Mr Stevenson spoke at the flagship Twelfth parade in Bessbrook in south Armagh on Monday on a day when thousands of Orangemen and women marched behind hundreds of bands. They were watched by tens of thousands of spectators at 19 parade locations across Northern Ireland.
In Belfast an estimated 10,000 members of the Orange Order paraded behind 70 bands to the demonstration field at Barnett Demesne in south Belfast. The parades celebrate the 325th anniversary of King William defeating King James at the Battle of the Boyne in 1690.
In all the Orange Order staged 18 parades in towns such as Kesh in Co Fermanagh, Coleraine in Co Derry, Hollywood in Co Down, Ballymena in Co Antrim and Benburb in Co Tyrone. The Independent Orange Order also held a parade in Ballymoney, Co Antrim.
While there were three security flashpoints in Belfast - in the east of the city, close to the centre and in the north - the vast majority of parades took place without serious incident.
As Orange Order members paraded the same three resolutions were read out by senior figures committing themselves to the Protestant faith, the British monarchy and the union of Northern Ireland and Britain.
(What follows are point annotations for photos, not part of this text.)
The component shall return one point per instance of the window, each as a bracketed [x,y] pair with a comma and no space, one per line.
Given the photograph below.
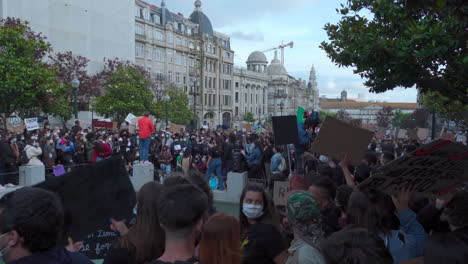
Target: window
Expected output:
[139,49]
[159,54]
[159,35]
[169,37]
[139,29]
[169,76]
[170,56]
There were also numerous calls for the disbandment of the Parades Commission which decides on contentious parades.
At Bessbrook the grand master Mr Stevenson said there was a “certain irony” that a large-scale Orange parade could take place peacefully in the “heart of south Armagh” while in places such as Drumcree near Portadown and in Belfast Orangemen were restricted from parading.
“Unfortunately, republican agitation and sectarianism against our cultural heritage is unrelenting,” he said.
Mr Stevenson referred to the recent opening of two new Orange museums at Loughgall, Co Antrim and in Belfast.
“Orangeism has a place right in the history of the British Isles and elsewhere; and we are delighted that we are now able to tell the story of our tradition in two modern interpretive centres and museums,” he said.
Mr Stevenson said the Twelfth was “now widely recognised as one of the largest festivals in Europe…an unrivalled show of community solidarity, as well as a fantastic spectacle of colour, fellowship and music”.
Drew Nelson, the grand secretary of the order, said there were many who would like to see the institution “confined to the dustbin of history”.
He said the order was built on two founding principles, the Protestant faith and commitment to British heritage.
“We don’t seek to intimidate or threaten or annoy those who do not participate in our celebrations. But it is important to us that we are allowed to freely exhibit the emblems, images and symbols of our organisation and what it stands for,” Mr Nelson said at the Laurencetown demonstration in Co Down.
“I am absolutely confident that our role in society will increase in the foreseeable future. We will not be confined to the dustbin of history,” he added.
Threat to liberty
In Bushmills, Co Antrim the former deputy grand master of the order, the Rev Alistair Smyth said that King William “fought for civil and religious liberty”.
Such principles were under threat, he added. “Even in our own province and across the United Kingdom we see this growing intolerance strutting under the banner of equal rights,” said Mr Smyth.
“Consider the legal action taken against businesses, like the much-publicised Ashers Bakery, or Christian owners of bed and breakfast establishments who decline to allow gay people to book rooms in their premises,” he added.
Ian Wilson, the former Scottish grand master told Orangemen in Ballymena, Co Antrim, that unionists should celebrate Scotland voting to remain within the UK. He described the Scottish National Party’s appeal to voters as “hogwash wrapped up in a saltire”.
“They offered no credible programme, demanded fiscal powers that would be suicidal if granted and had a record in government at Holyrood that was totally abysmal. It’s shaming that a million and half Scots fell for it,” added Mr Wilson.
“Unionists should not dwell on the SNP’s election windfall, but concentrate instead on the trouncing they received in last September’s referendum on Scottish independence. It was a victory that the Scottish Orange Order contributed to hugely,” he said.